The company will showcase the new technology, as well as a compliance reporting suite, at the upcoming Burton Group Catalyst Conference in San Diego. The service is currently in a private beta and is slated to be generally available in the fall.
Based on more than 60 cloud-related patents and patent applications, the Novell Cloud Security Service is aimed at enabling cloud providers and software-as-a-service (SAAS) vendors to ensure their offerings meet security and compliance standards. Through the service, cloud computing providers can accept trusted identity information in multiple formats without having to replicate credentials at their site and manage those credentials separately.
According to Novell, the service leverages proxy technology so that critical information is never exposed, and supports multiple industry standards used by both public and private clouds to allow customers to control security policies and industry regulations between cloud environments and their organization’s data center.
“Security concerns are the No. 1 inhibitor to enterprises adopting cloud computing,” said Dipto Chakravarty, vice president of worldwide engineering at Novell, in a statement. “Any cloud assets used by an enterprise must be treated as an extension of the data center with the policies and procedures in place to enforce regulatory compliance and prudent business practices.
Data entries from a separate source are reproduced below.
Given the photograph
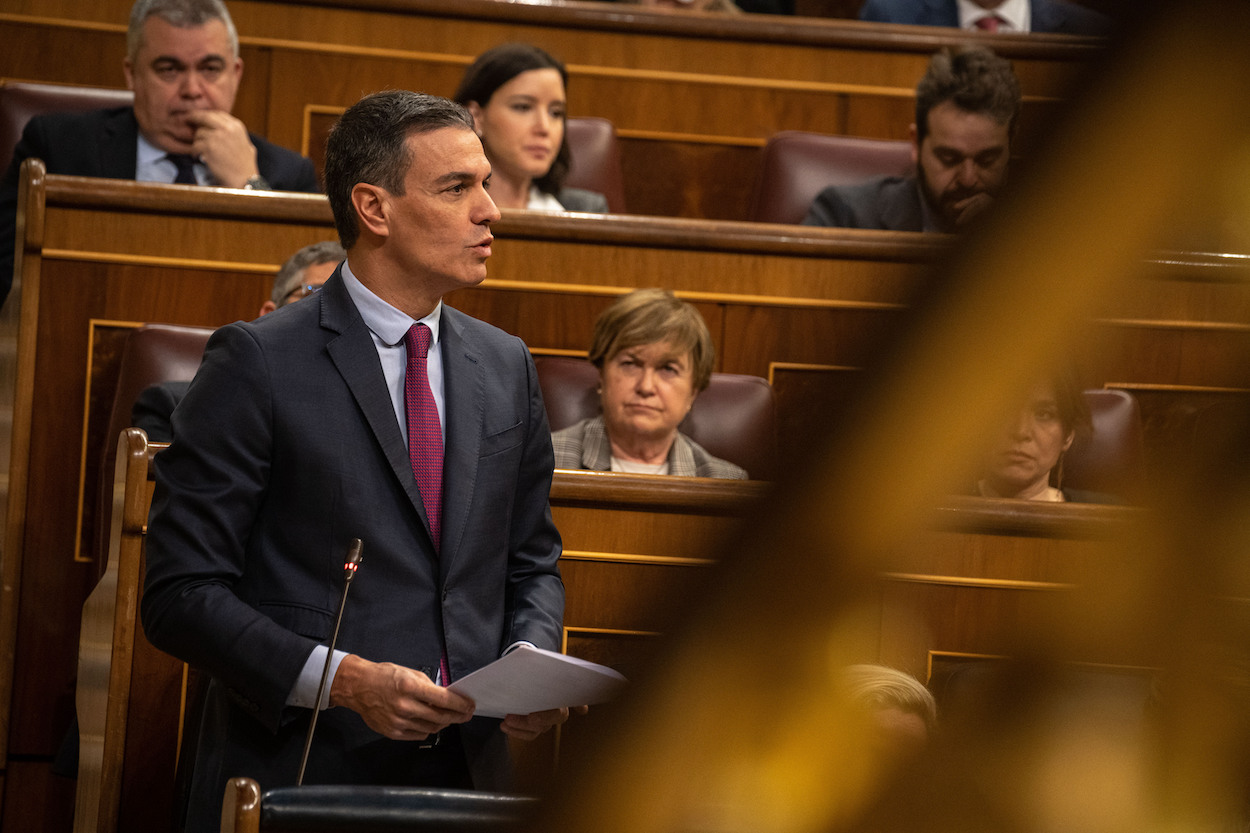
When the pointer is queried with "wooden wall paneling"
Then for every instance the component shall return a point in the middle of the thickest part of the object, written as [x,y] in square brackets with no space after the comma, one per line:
[46,49]
[36,799]
[108,263]
[556,323]
[693,179]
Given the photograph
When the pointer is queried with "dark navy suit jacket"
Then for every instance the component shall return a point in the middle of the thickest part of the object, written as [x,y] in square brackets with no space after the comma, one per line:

Cloud computing will not be successful if it forces the enterprise to engage a separate and distinct operating environment.”
Burton Group analyst Dan Blum had similar thoughts.
“In traditional IT environments, organizations control their applications, servers and storage infrastructure,” he said in a statement. “In an internal cloud environment, the architecture changes, but not the complexion of control. However, the control architecture changes profoundly for public cloud offerings such as Amazon EC2, Google Apps or Salesforce. When it comes to putting your IT resources and sensitive data such as personal names, addresses and phone numbers into the cloud, control and trust issues must be addressed.”